Hacker News new | ask | show | jobs
by maybevoid 330 days ago
With Context-Generic Programming (CGP), there is a way to get around the coherence restriction through a provider trait, and have overlapping implementations in safe, stable Rust. I have a proof of concept implementation of example in the article here: https://gist.github.com/soareschen/d37d74b26ecd0709517a80a3f...
2 comments

For those who are new to the concept, in a nutshell, CGP allows you to bypass the coherence restrictions in traits/typeclasses, and define multiple overlapping and generic implementations for each CGP trait. As a consequence, when you define a new type, you need to specifically choose an implementation to be used with that type. This is called a wiring step, where you choose the provider implementations for your context.

On the surface, this addition doesn't seem significant. However, it opens up a world of possibilities for enabling powerful design patterns that are based on trait implementations that are named, generic, and overlappable.

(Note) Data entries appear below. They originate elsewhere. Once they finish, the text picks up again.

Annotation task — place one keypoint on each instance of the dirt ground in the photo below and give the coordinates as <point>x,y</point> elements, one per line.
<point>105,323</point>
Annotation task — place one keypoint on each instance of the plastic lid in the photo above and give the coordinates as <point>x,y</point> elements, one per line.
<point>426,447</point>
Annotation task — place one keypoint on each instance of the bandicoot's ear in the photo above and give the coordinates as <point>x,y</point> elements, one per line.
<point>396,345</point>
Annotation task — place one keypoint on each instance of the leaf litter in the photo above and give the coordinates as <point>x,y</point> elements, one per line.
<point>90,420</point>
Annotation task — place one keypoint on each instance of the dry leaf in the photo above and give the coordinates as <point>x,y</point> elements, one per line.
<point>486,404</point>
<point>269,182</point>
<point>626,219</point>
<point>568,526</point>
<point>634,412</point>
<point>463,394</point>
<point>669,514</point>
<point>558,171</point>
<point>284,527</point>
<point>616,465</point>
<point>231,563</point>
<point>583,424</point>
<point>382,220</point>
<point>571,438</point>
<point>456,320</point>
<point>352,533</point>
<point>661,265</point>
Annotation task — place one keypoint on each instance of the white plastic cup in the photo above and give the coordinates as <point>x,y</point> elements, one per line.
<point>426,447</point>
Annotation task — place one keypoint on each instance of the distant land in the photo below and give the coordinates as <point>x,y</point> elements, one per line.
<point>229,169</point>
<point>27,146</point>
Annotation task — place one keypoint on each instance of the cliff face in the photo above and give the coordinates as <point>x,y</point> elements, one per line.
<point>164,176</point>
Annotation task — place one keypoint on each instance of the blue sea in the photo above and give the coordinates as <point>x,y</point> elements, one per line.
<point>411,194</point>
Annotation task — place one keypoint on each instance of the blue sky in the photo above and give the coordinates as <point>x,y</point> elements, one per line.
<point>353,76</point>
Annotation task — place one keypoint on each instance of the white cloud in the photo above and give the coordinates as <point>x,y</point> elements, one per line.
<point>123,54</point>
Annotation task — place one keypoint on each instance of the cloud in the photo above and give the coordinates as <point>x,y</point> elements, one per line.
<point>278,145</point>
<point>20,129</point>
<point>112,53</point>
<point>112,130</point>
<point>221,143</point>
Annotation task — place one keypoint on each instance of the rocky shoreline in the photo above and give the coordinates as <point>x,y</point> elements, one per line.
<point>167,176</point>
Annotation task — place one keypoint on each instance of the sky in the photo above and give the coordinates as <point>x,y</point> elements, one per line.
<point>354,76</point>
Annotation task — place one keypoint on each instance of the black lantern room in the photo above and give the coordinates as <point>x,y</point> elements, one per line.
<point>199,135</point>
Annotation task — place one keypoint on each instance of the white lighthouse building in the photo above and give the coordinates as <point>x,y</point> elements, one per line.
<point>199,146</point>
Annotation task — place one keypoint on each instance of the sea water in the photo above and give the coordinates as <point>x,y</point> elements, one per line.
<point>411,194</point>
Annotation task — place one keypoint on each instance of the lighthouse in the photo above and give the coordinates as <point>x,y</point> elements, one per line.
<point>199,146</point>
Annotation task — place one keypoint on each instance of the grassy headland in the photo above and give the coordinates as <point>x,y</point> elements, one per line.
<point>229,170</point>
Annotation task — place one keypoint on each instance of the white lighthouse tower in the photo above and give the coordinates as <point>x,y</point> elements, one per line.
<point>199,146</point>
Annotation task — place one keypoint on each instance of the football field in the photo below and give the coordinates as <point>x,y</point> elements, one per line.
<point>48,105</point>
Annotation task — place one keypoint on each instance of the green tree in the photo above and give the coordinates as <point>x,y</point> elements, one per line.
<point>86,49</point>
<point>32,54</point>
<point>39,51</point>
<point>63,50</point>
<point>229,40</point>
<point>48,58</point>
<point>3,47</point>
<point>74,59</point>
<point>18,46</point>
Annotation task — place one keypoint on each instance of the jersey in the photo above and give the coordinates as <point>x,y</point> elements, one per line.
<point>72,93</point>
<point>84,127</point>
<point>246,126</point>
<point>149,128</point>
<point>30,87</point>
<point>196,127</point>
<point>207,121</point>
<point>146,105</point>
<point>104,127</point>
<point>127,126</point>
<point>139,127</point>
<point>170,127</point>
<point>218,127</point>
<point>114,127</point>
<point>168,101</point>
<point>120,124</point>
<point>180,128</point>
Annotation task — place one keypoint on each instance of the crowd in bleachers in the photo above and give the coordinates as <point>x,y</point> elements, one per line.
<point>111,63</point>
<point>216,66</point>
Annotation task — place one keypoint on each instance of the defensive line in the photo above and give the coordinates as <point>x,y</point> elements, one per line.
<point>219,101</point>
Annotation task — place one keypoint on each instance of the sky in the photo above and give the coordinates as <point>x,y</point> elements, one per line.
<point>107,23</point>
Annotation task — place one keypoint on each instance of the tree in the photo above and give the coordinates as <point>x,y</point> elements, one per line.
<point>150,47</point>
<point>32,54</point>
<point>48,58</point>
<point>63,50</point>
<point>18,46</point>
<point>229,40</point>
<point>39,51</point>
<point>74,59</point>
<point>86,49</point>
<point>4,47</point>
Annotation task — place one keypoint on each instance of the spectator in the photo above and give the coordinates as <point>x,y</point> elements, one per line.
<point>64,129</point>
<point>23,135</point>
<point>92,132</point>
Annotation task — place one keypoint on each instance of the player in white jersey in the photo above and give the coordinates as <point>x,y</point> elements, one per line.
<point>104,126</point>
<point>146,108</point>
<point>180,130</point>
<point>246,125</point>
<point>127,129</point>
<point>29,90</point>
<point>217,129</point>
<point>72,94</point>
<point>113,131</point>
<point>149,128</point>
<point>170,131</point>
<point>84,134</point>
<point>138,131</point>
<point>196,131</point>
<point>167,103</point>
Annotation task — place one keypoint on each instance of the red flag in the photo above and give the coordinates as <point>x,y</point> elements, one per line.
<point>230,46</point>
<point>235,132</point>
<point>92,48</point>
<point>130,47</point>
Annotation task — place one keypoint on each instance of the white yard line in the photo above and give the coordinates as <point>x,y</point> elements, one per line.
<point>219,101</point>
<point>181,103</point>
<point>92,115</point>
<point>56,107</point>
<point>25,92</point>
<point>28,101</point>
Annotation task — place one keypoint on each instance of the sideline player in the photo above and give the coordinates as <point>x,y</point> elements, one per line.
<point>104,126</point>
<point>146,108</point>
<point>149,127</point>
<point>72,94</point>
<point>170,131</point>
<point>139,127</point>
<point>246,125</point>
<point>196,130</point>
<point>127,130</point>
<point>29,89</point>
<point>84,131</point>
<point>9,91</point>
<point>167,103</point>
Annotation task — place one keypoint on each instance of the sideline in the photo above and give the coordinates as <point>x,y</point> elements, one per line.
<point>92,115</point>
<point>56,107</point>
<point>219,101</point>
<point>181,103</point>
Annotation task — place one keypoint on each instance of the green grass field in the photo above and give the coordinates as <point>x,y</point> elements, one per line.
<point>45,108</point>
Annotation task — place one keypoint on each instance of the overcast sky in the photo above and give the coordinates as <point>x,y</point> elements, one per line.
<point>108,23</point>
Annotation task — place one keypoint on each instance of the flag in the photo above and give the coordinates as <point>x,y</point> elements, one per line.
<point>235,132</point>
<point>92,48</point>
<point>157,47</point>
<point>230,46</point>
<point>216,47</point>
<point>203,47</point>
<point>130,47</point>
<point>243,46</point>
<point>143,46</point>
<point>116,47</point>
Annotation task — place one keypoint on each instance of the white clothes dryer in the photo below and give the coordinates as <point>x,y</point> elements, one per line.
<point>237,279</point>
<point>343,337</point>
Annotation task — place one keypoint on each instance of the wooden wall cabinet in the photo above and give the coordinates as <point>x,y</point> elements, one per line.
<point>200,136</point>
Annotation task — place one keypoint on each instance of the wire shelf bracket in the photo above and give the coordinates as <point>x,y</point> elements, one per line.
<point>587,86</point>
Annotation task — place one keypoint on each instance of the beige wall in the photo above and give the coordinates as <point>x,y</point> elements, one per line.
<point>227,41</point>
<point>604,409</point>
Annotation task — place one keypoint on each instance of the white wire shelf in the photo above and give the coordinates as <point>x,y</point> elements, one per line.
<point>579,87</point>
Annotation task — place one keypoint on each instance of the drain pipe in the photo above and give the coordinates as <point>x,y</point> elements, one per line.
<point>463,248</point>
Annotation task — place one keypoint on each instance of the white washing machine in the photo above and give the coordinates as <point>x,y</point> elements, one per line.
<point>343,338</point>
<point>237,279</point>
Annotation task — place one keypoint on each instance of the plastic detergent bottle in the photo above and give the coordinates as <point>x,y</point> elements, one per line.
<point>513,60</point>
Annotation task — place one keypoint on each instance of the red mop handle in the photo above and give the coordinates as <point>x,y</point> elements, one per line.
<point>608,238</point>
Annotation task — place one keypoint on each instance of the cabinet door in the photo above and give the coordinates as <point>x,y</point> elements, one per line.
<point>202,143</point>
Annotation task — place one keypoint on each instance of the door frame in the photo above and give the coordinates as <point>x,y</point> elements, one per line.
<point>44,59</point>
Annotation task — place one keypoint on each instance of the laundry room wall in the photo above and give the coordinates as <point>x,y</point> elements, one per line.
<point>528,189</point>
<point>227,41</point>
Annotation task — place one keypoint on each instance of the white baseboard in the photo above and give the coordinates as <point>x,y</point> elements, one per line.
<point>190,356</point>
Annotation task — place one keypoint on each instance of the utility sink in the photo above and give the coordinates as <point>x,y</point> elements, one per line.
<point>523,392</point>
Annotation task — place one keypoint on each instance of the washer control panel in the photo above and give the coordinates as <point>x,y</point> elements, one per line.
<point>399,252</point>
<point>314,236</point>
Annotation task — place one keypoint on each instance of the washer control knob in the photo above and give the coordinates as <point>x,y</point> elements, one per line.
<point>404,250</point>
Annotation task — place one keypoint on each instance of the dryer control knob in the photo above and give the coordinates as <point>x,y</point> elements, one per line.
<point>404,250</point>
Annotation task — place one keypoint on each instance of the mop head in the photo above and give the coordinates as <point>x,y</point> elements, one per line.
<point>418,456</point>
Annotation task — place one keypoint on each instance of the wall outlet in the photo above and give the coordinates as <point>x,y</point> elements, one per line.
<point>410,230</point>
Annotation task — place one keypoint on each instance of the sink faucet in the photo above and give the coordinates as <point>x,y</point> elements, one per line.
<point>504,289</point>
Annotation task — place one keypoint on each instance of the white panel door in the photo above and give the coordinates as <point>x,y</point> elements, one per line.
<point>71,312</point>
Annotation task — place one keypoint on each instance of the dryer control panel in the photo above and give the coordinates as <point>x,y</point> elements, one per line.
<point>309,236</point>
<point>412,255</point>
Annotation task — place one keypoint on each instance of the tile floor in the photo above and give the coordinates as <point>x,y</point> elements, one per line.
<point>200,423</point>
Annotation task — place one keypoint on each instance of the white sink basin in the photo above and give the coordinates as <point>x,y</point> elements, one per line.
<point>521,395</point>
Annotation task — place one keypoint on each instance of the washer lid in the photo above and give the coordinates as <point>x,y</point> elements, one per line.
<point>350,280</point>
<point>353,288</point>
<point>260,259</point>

One of the greatest strengths of CGP is to enable safe, zero-cost, compile-time dispatching through the trait system to accomplish the things that in OOP would typically require dynamic dispatch with runtime errors.

For anyone interested in reading about CGP in Rust, here is the website:

https://contextgeneric.dev/

Just a FYI from their main page:

As of 2025, CGP remains in its early stages of development. While promising, it still has several rough edges, particularly in areas such as documentation, tooling, debugging techniques, community support, and ecosystem maturity.

...

At this stage, CGP is best suited for early adopters and potential contributors who are willing to experiment and help shape its future.

Clever work. I'm glad to see Rust is at the AbstractSingletonProxyFactoryBean stage of its lifecycle.

Look: patterns like this might unblock people locally but they point to a gap between what people want to say and what the base language allows them to express. In the long term, it's better to expand the language than devise increasingly heroic workarounds for syntactic sclerosis.